When Hopes for a Happy Pregnancy are Disrupted

It happens. The early joy of a much-wanted pregnancy is suddenly shattered by something unexpected. Whether your partner (imagine former US Congressman Anthony Weiner) reveals some giant stupidity that makes you question whether you want this person in your life anymore; whether your physician delivers some troubling news (imagine a Down Syndrome diagnosis) from a prenatal test; or whether a family catastrophe (imagine being laid off from your job and losing your health insurance) takes over your life, stifling the joy that had nourished your spirit, you feel as if you are in the midst of an emotional balancing act with no acrobatic training.

So how do you cope when a joyful pregnancy is no longer in the center of your life because your partner has demonstrated an emotional betrayal, an act of extreme stupidity or some other unexpected dimension of behavior that you never would have thought possible? As you are re-grouping, you could be weighing whether to remain in the relationship, whether to continue the pregnancy or whether to consider placing the baby for adoption. Each one of these issues feels life changing and overwhelming. And, given the betrayal exhibited by your partner, you may feel reluctant to confide in close friends and family, since you don’t want to face yet more pressure from them about what actions you “should” take. You also need desperately to vent, but hopefully are careful about saying too much too soon. So here is where an excellent option is to seek counseling from a professional who practices marriage and family therapy. This could be a psychologist, a social worker, or a marriage and family therapist. Some pastoral counselors will have this training as well. As I have said in earlier blogs, as well as in chapter 7 of my book When You’re Not Expecting, there are several ways to locate a therapist: recommendations from friends or clergy, names provided by your county mental health clinic, suggestions from a hospital social worker, or contacting your local family service agency. Plan to present yourself as someone who is experiencing a crisis, which will minimize the likelihood of being placed on a wait list. And be persistent in asking for services – if you are concerned that you cannot afford them, ask whether the agency or the therapist has a sliding fee scale. But the bottom line here is that it is important to receive emotional support and guidance in this difficult time from someone who appreciates the complexity of your dilemma AND who has the professional perspective to guide you through the decisions you will face in the months ahead.

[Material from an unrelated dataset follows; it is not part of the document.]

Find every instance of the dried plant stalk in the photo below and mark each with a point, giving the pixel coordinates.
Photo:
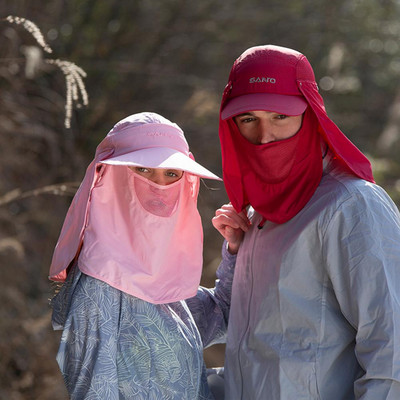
(32, 29)
(75, 86)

Troubling medical news from prenatal tests can be immensely disruptive emotionally. Although the opportunity to learn early about genetic or other developmental disorders is important to expectant parents, the flip side of this opportunity is that often tests cannot predict the extent to which a particular abnormality will affect the developing fetus. This places many parents in an immensely difficult position. Clearly the first goal is to learn as much as possible; medically this may involve more specific tests or a consultations with specialists; emotionally you may very well want to meet parents of children born with the disability (being sure to include children both severely affected as well as minimally affected); and you will want to learn about community support services for children with the special needs that your child may have. All of this information presents a particular challenge to prospective parents who may be considering terminating the pregnancy or placing the baby for adoption. And, of course, your view of your pregnancy is forever changed; you now are apprehensive, anxious and fearful at the same time you also may be feeling protective and hopeful. Prospective parents who make the decision to terminate the pregnancy often choose to present the loss as a miscarriage, in large part to protect themselves from the judgmental reactions of others. Some will be forthright with close friends and family about the careful thought they gave to this wrenching decision. And all will be very careful in subsequent pregnancies to receive early genetic counseling and prenatal testing, as a way of being informed about any risk factors.

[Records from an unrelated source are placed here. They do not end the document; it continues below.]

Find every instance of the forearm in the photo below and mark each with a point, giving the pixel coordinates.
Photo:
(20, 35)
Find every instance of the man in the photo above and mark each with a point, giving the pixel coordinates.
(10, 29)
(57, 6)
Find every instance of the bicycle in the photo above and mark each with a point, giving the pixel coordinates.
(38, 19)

In addition to partner woes or worries about the health of a developing fetus, other life catastrophes can take a huge toll on the happiness initially associated with a pregnancy. These days financial issues, unemployment, home foreclosure, family illnesses and other unanticipated crises can be a significant source of worry and uncertainty. Sometimes we have some control or influence over these situations, and other times there is little we can do. Given that anxiety is usually associated with loss of control, perhaps the one antidote is to remain as calm as possible in the figurative “eye” of the situational storm. Since it is known that the cortisol associated with stress can enter the fetus’s bloodstream via the placenta, remaining calm is for the health of the fetus as well as your own. In addition to considering counseling as one path to take in addressing sources of stress, relaxation efforts and mindful behavior also can help you to feel more centered as your pregnancy progresses. The kind of counseling that is most appropriate in dealing with situational stress is cognitive behavioral therapy, where a therapist will help you to re-frame your tensions differently and more manageably. After helping you to think about constructive ways to address the stress, the therapist will offer support and encouragement each step of the way. Not only are you learning about problem management, but you also are learning skills that will be excellent for future difficulties that initially seem overwhelming. Deep breathing exercises, yoga, and mindful relaxation are additional skills you can learn to help you calm your body and your mind when tension intrudes. It can be empowering to learn that even when you cannot change a particular situation, you can exert some control over how you respond to it and the extent to which you allow its stress to affect you.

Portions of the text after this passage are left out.